During the early part of my career, I had a full time job as well as doing deals. Instead of trying to fit leasing into my schedule as well, I would have my leasing done by my contractor, Alex. He’s a great guy, a reliable person, and he had no problem opening a few doors for me. After I booked the appointment and soft sold them, he would walk them through the property, tell them the pertinent info, and I would ultimately close them on the phone afterwards. That worked out GREAT during those times. Another great tip would be to utilize a college student or young professional who lives in the area of the places you’re trying to rent. Give them a few hundred dollars instead of a full months’ rent for booking leases. That can make a lot of sense for their pocket book as well as getting your deals done. There are also programs that allow you to let people in through a lockbox system. I don’t like using these for two different reasons. 1. Because it opens your property without you being there to someone who may be destructive. 2. Even more important, you need to sell your property. You love your property, so these people have to have some kind of physical contact with you or your person showing the property. I don’t recommend using these products.

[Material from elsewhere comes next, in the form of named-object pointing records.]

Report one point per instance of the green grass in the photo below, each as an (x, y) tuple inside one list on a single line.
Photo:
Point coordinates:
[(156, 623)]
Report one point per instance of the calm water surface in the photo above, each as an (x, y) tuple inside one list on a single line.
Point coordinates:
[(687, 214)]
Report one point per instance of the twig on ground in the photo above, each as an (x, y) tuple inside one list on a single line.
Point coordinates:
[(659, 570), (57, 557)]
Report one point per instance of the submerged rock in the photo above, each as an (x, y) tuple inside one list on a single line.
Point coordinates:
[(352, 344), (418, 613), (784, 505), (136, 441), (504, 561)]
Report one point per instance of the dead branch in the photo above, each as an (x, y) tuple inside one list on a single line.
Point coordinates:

Long story short, I saved a ton of time by getting my showings done by others and I made a ton of money as a result.
Another question I get CONSTANTLY is how to figure out your maintenance and vacancy costs.

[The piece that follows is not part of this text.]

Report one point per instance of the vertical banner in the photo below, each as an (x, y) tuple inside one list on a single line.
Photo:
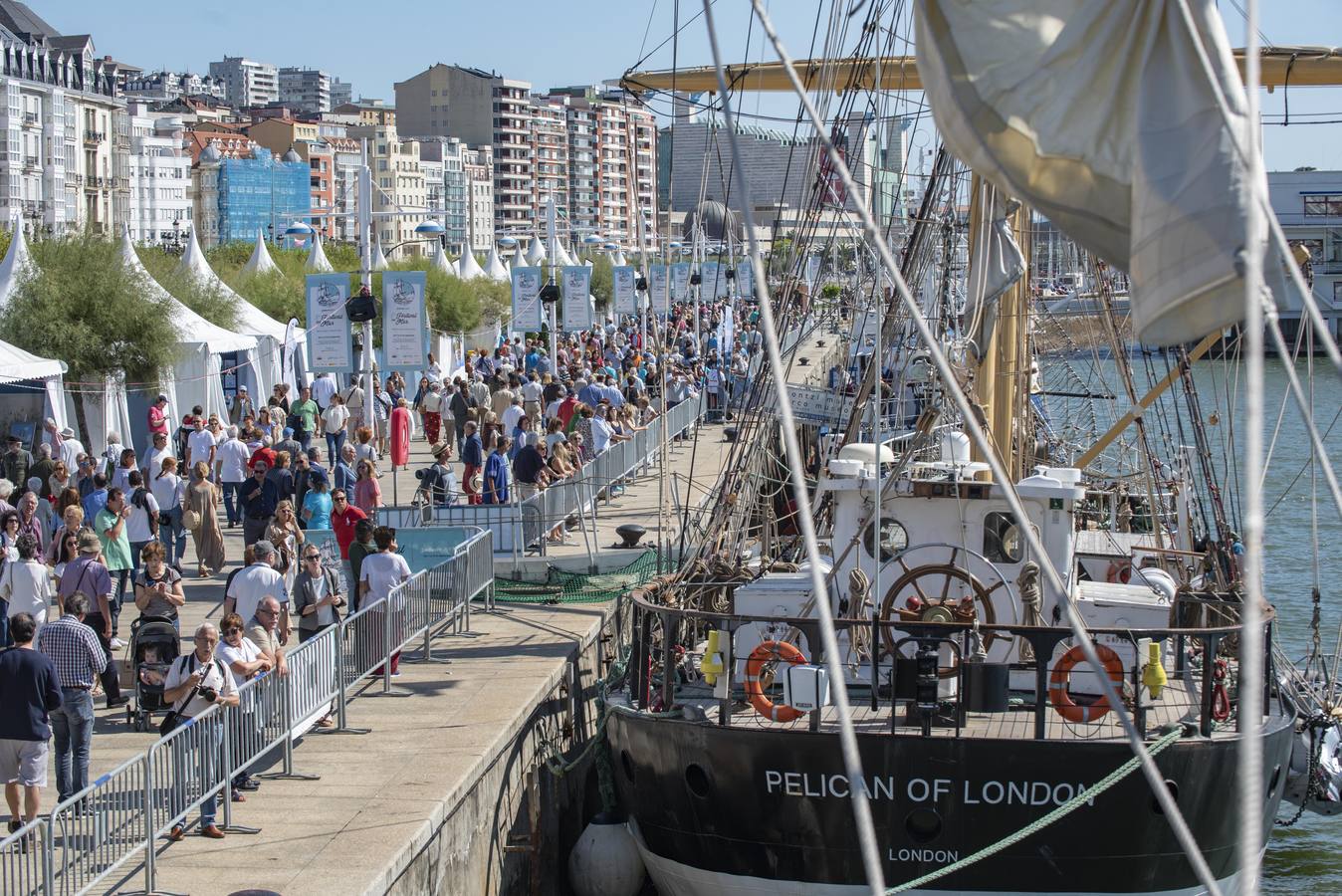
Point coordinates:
[(812, 271), (624, 282), (329, 347), (712, 286), (575, 287), (659, 289), (527, 300), (404, 320), (745, 278), (681, 282)]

Here’s how we determine how much we’ll spend on vacancies and maintenance.
Vacancy: we take a 5% vacancy across our portfolio. The way we get that is that it’s a good number in Pittsburgh across multiunit buildings. However, we do a lot of single family and small multi unit houses in developed or older neighborhoods. So those 5% vacancy rates are oftentimes used in big multifamily assets which are much easier to manage. These larger buildings are also much easier to lease and are much easier to maintain a small vacancy number. You may experience a higher vacancy rate if you’re managing the types of units we are: single family and small multifamily.

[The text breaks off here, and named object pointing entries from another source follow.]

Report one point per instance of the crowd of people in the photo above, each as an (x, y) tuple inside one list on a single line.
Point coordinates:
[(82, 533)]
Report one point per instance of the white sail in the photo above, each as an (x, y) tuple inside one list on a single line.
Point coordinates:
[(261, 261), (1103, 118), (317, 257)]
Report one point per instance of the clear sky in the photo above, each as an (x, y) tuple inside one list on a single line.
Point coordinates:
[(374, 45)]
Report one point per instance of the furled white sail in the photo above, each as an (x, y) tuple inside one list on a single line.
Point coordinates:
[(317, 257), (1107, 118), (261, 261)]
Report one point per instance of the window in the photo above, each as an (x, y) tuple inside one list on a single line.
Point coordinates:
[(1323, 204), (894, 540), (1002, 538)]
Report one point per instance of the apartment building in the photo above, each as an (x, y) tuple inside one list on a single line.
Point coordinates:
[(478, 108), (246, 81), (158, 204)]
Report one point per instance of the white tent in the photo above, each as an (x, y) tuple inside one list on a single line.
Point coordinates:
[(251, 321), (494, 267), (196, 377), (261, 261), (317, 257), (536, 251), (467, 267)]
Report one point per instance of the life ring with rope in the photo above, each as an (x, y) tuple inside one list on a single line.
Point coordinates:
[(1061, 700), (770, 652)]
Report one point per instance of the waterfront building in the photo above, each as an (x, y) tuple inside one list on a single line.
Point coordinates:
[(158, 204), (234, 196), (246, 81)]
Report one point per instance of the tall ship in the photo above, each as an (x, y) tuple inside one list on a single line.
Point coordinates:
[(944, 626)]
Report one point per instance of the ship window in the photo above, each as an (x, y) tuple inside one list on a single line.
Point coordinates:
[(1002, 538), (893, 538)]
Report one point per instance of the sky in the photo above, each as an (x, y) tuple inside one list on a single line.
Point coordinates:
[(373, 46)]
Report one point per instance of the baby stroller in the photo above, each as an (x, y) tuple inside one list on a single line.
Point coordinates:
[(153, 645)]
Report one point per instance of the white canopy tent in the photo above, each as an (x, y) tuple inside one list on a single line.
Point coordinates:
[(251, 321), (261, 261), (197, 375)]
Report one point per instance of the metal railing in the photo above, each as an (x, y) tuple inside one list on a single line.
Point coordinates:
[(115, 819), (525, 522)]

For maintenance and repairs we assume $50 a month per unit, but we’re managing a lot of big houses and we’re also managing efficiency apartments and one bedrooms. That $50 is an average that we found across our whole portfolio over the years. If you’re managing a smaller portfolio that’s comprised of mainly 5 bedroom houses that’re 100 years old that have a lot of deferred maintenance, your maintenance and repair number can go up. If you’re managing a larger building that is very well maintained and has multiple units, your maintenance and repairs will go down. Look at your portfolio and keep a running tab of how much you’re spending each month and then the determine the average. When you buy an old house with an old roof or old furnace, you’ll know what the maintenance number is because you’ve averaged out other expenses on past properties.